Submitting to the leaderboard

Submissions are evaluated against a hidden ranked benchmark set by a maintainer-operated runner. This keeps the ranking defensible against overfitting.

Overview

  1. Write and test your compactor against the public elite_practice suite.
  2. Open a PR adding your method source to submissions/<your-handle>/<method-name>/.
  3. A maintainer labels the PR for evaluation.
  4. The self-hosted runner executes your method against Elite Ranked cases.
  5. Scores are posted back to the PR as a comment.
  6. If your method qualifies, the PR is merged and the leaderboard updates.

Submission directory layout

submissions/
└─ your-handle/
   └─ method-name/
      ├─ method.py          # subclass of Compactor, exports one public class
      ├─ config.yaml        # method config (provider, model, compression tier, any method-specific knobs)
      ├─ requirements.txt   # third-party pip dependencies beyond compactbench[providers]
      └─ README.md          # one page on your approach

A starter scaffold lives at submissions/_template/.

Qualification requirements

Your submission must pass all of these to land on the leaderboard:

  • Implements Compactor correctly; returns a valid CompactionArtifact on every call.
  • Declares a compression tier (Elite-Light / Elite-Mid / Elite-Aggressive) and clears the floor (≥ 2× / 4× / 8×).
  • Completes all configured cases and all configured drift cycles without errors.
  • Contradiction rate ≤ 0.10.
  • No single Elite family drops below 0.40 case-level pass rate (category diversity guard).
  • Dependencies are pinned in requirements.txt and install from PyPI.

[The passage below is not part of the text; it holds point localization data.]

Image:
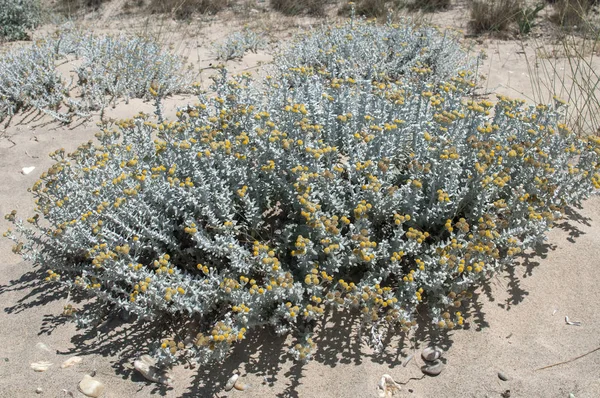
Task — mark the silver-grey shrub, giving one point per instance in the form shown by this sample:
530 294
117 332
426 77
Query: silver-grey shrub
17 17
363 48
107 68
273 206
237 44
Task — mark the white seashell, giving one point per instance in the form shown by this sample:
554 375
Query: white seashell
240 385
43 347
145 365
91 387
387 387
431 353
231 382
41 366
407 360
71 361
434 368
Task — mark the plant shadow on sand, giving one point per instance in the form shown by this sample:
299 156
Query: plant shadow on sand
263 353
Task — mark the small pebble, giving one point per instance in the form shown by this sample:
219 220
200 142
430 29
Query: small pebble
43 347
71 361
240 386
433 369
91 387
431 353
387 387
41 366
231 382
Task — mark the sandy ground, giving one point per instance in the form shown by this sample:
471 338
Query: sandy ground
516 325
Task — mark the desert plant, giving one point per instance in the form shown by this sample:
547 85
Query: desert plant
109 68
526 17
295 7
280 203
572 13
361 48
430 5
237 44
17 17
568 69
184 9
28 80
493 15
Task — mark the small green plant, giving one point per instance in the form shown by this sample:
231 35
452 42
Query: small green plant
526 18
17 17
493 15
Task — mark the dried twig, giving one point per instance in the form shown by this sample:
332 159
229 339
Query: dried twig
570 360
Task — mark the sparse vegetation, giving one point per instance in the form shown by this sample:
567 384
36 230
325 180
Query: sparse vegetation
184 9
17 17
526 18
493 15
430 5
572 13
295 7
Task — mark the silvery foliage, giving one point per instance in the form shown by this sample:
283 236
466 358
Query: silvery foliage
106 68
28 79
274 205
237 44
18 16
362 48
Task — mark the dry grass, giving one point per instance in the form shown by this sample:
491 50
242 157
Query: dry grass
298 7
183 9
572 13
367 8
72 7
493 15
430 5
570 70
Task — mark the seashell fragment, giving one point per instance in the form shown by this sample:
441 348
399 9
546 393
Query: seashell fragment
387 387
41 366
434 368
91 387
231 382
407 360
71 361
431 353
240 385
43 347
146 366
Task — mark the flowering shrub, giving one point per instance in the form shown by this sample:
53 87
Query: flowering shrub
18 16
273 206
362 48
110 67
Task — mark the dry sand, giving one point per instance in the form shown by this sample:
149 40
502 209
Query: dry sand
516 324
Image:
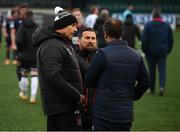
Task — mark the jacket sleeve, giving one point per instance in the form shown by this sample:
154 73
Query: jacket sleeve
95 70
142 81
52 59
20 38
144 39
170 39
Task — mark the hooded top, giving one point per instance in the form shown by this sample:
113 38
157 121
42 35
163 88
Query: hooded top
26 50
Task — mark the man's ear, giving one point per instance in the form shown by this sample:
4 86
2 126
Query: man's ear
79 41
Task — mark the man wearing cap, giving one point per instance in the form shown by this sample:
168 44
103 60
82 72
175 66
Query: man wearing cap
59 73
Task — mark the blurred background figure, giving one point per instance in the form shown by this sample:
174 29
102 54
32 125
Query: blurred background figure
131 31
128 11
0 30
91 18
118 74
27 56
98 27
88 46
80 26
157 43
8 24
17 22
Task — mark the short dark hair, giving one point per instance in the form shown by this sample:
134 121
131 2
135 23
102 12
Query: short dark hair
84 30
29 14
114 28
156 12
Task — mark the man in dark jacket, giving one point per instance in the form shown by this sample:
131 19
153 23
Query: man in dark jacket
27 56
98 27
59 73
131 30
87 48
157 43
119 75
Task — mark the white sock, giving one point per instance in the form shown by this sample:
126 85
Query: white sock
24 81
34 86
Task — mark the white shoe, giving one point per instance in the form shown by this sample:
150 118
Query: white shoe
22 96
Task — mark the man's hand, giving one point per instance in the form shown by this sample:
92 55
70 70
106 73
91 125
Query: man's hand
13 46
82 99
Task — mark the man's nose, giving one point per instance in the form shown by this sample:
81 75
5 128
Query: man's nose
75 28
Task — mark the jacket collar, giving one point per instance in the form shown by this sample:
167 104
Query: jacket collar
158 19
118 42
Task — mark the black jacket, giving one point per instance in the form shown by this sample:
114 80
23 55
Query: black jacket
98 27
120 77
157 38
59 72
26 50
130 32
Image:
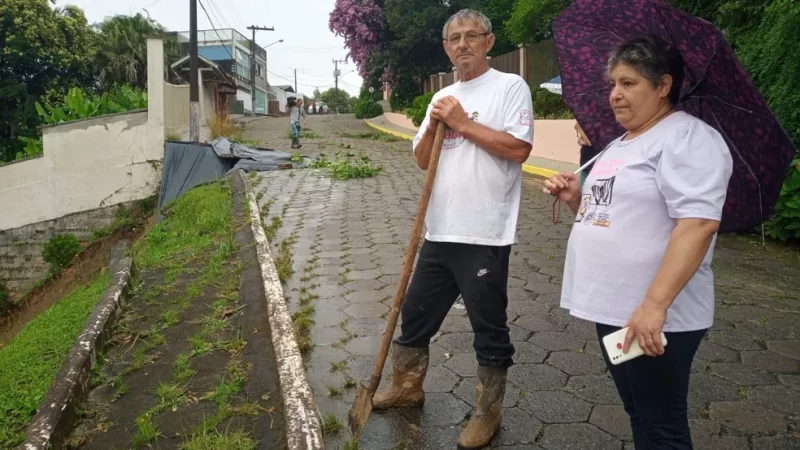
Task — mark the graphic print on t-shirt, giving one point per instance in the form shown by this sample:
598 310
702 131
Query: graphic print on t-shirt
594 206
453 138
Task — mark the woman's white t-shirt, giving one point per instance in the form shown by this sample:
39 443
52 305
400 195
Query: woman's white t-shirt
630 201
476 195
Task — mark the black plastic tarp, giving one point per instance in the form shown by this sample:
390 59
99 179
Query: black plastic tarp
260 159
187 165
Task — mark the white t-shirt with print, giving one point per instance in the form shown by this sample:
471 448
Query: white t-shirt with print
476 195
636 190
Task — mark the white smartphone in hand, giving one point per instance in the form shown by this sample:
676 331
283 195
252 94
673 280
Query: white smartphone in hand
614 342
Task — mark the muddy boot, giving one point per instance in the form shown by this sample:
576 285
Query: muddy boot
409 368
490 388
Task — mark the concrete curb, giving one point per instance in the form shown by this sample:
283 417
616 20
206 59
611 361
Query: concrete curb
303 431
55 416
535 170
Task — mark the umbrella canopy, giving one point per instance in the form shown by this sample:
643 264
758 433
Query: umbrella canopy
717 89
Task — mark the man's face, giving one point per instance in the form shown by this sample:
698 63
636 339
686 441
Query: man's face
467 44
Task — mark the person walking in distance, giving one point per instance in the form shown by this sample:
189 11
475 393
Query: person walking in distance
471 222
295 113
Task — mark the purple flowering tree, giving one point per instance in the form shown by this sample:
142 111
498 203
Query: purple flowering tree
361 24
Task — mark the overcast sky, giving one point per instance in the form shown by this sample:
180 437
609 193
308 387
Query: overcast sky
308 46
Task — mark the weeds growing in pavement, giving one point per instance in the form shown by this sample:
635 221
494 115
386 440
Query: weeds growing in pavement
331 424
372 136
346 166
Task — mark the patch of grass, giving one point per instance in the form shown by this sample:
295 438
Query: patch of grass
271 230
352 444
344 168
331 424
29 363
170 317
340 366
372 136
349 382
305 344
199 345
742 392
303 318
157 339
334 391
214 440
194 223
283 261
231 385
170 394
146 430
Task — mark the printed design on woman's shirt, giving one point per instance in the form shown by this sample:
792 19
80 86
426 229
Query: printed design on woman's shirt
453 138
594 206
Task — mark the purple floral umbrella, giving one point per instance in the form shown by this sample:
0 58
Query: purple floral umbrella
716 89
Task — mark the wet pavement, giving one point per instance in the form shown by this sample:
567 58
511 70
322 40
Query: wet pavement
350 238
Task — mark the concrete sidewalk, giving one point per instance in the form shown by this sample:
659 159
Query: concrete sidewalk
347 240
542 167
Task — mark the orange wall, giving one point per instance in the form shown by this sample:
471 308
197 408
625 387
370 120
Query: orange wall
552 139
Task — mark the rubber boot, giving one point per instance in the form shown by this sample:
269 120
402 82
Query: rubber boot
490 389
409 368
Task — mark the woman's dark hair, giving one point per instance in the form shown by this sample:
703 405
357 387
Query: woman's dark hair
653 58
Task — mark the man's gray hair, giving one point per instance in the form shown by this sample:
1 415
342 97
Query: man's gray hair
468 15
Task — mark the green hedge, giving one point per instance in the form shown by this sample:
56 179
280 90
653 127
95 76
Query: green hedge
367 109
28 365
416 112
785 224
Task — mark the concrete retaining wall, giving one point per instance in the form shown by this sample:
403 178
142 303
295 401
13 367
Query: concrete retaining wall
21 263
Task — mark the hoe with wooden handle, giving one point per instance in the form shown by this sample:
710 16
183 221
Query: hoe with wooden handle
362 406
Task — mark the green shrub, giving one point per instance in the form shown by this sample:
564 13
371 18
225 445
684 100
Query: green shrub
30 362
5 299
60 250
367 109
547 105
785 224
77 105
416 112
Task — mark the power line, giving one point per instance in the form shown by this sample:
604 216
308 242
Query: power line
292 81
215 29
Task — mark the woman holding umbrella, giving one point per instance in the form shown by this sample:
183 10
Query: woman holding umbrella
639 255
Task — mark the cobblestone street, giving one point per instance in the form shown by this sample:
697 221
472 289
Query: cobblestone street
347 240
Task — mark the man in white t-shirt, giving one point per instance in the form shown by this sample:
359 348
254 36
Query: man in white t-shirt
471 221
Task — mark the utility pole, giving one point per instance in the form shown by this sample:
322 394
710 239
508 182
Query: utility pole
253 65
336 74
194 90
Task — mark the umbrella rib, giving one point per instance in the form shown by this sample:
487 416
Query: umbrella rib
749 169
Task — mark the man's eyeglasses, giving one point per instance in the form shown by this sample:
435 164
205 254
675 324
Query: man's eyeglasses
470 37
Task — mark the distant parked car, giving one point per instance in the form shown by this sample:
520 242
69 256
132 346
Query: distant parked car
322 108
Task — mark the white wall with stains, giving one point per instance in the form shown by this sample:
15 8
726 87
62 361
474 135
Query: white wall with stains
92 163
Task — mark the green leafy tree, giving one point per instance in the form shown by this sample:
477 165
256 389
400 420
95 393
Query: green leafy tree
335 98
122 55
530 20
43 52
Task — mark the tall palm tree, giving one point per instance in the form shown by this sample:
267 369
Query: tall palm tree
122 54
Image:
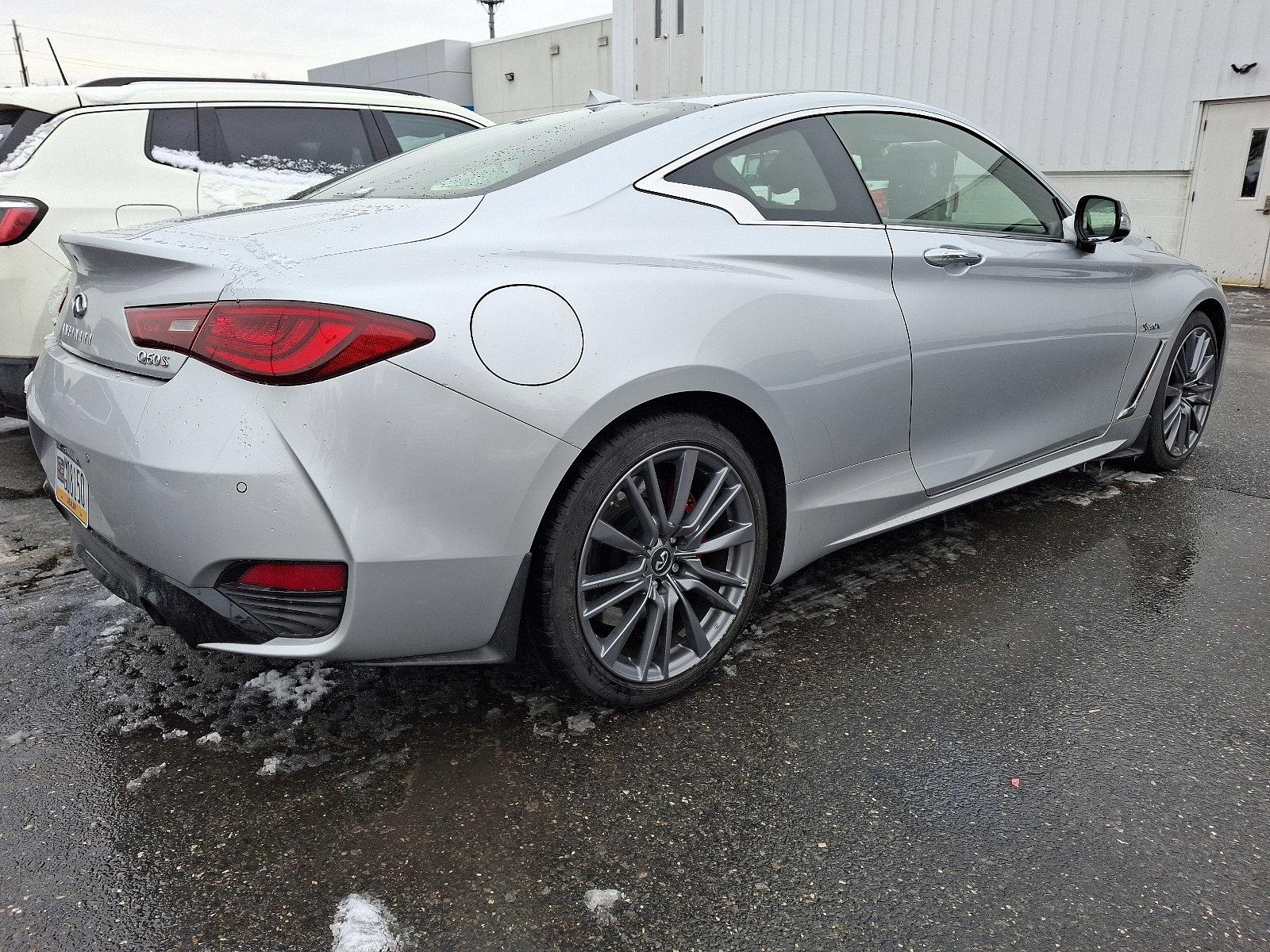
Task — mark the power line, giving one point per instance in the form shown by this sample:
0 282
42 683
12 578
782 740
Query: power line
167 46
118 67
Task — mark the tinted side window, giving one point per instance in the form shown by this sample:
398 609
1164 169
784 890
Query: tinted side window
794 171
925 171
412 130
171 131
327 141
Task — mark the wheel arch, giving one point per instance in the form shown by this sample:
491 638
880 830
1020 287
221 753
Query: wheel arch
1216 311
749 427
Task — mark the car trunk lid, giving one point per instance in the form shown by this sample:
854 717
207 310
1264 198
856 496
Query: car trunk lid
206 259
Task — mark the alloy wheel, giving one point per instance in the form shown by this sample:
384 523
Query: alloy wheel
1189 391
666 564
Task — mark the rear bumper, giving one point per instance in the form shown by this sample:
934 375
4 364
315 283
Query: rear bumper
431 499
13 374
198 615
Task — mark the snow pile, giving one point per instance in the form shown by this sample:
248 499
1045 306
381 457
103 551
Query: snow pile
362 924
302 687
241 183
149 774
35 139
602 903
549 721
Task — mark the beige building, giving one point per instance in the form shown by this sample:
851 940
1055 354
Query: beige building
541 71
658 48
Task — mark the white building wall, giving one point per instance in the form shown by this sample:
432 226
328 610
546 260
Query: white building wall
1076 86
440 69
1103 94
544 82
651 63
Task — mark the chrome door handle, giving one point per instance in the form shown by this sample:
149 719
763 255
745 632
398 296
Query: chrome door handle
952 257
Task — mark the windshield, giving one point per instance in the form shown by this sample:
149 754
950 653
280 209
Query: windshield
498 156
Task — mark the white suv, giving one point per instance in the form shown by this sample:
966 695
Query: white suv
122 152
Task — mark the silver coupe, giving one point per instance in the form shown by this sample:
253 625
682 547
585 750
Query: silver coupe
590 381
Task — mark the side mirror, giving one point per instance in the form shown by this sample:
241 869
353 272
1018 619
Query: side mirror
1100 219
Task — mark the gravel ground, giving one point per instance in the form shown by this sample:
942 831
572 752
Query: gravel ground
1037 723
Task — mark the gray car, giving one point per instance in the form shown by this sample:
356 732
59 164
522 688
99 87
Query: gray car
595 378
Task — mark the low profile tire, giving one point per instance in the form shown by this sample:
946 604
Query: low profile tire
1185 397
652 562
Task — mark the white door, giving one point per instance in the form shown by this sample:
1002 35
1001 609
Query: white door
1229 226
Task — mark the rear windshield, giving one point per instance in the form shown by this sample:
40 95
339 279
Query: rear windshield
16 125
498 156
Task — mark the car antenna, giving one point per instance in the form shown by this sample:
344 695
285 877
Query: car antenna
596 98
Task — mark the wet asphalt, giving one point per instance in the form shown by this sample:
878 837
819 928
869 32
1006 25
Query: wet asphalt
1038 723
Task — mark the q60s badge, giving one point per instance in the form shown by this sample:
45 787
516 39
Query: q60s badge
152 359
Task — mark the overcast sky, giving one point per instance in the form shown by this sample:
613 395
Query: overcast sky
241 37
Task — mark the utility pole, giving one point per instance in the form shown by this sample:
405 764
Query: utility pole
22 60
491 6
65 82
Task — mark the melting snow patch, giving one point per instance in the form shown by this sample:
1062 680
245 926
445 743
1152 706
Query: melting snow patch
602 901
302 687
241 183
362 924
581 723
150 772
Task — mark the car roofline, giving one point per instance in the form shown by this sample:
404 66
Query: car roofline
183 80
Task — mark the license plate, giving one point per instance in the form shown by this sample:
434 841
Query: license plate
71 486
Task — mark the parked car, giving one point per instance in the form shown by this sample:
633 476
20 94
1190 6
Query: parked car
600 376
130 152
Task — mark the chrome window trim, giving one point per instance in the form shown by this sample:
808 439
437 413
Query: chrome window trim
979 232
746 213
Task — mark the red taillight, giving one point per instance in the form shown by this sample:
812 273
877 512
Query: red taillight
169 328
277 342
18 219
296 577
290 342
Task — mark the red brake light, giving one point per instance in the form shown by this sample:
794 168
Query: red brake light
292 342
167 328
298 577
18 219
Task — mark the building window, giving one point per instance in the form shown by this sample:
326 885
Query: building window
1253 171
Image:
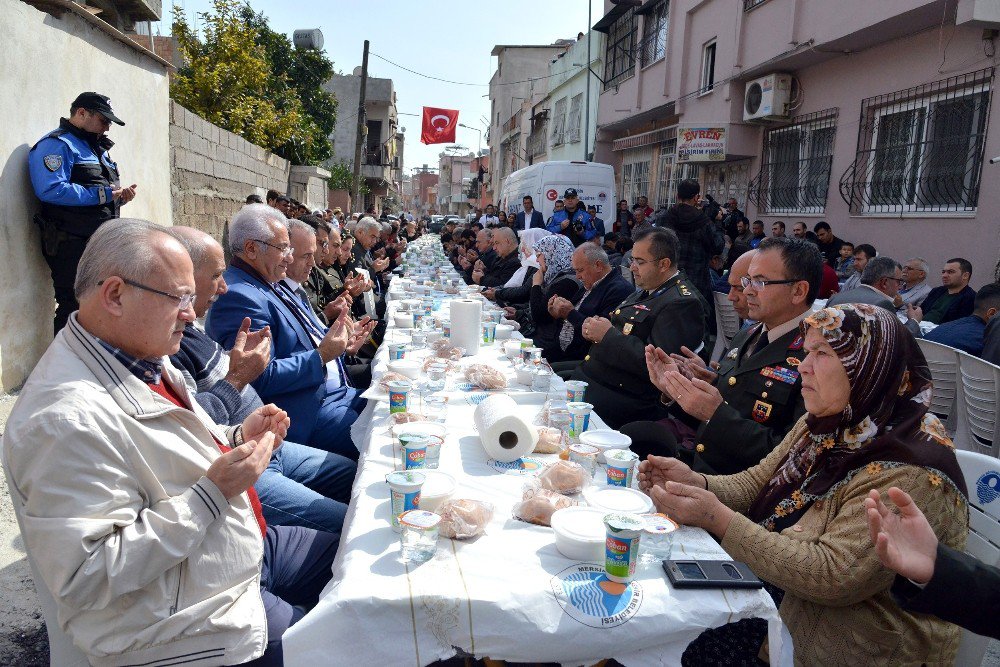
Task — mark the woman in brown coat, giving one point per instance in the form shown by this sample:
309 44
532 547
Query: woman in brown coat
798 518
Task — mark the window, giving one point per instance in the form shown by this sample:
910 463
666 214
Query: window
575 112
921 149
795 168
654 35
635 174
559 123
708 68
619 63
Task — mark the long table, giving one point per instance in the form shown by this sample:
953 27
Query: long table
508 594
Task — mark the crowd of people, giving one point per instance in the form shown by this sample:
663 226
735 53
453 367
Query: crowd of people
182 458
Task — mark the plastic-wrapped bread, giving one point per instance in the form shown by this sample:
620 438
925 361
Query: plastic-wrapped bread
549 441
463 518
538 505
564 477
485 376
391 377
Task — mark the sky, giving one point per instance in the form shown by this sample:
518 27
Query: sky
448 39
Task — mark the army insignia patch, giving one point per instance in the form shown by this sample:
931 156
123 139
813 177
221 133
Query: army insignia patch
780 373
761 411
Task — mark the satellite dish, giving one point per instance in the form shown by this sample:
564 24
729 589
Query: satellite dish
308 38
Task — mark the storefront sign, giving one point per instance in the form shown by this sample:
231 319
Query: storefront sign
697 143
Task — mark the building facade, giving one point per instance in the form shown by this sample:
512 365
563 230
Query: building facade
381 154
517 86
881 124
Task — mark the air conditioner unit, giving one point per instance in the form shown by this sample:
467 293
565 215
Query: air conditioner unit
766 99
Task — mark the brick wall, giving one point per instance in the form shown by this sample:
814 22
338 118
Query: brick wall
212 171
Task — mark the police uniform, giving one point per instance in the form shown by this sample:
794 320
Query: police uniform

Full ranking formula and qualification details: methodology.

What gets published

On merge, the leaderboard publishes:

  • Your chosen method name
  • Your GitHub handle or declared org name
  • Overall, drift, constraint retention, contradiction, compression, and per-family scores
  • Benchmark version, scorer version, target model, method version

The hidden test content itself is never published.

Resubmitting

Push new commits to the same PR. Re-evaluation is gated on a maintainer adding the reevaluate label so we control runner spend.

New versions of an already-ranked method should go under a new subfolder (method-name-v2) so the old entry stays pinned to its benchmark version.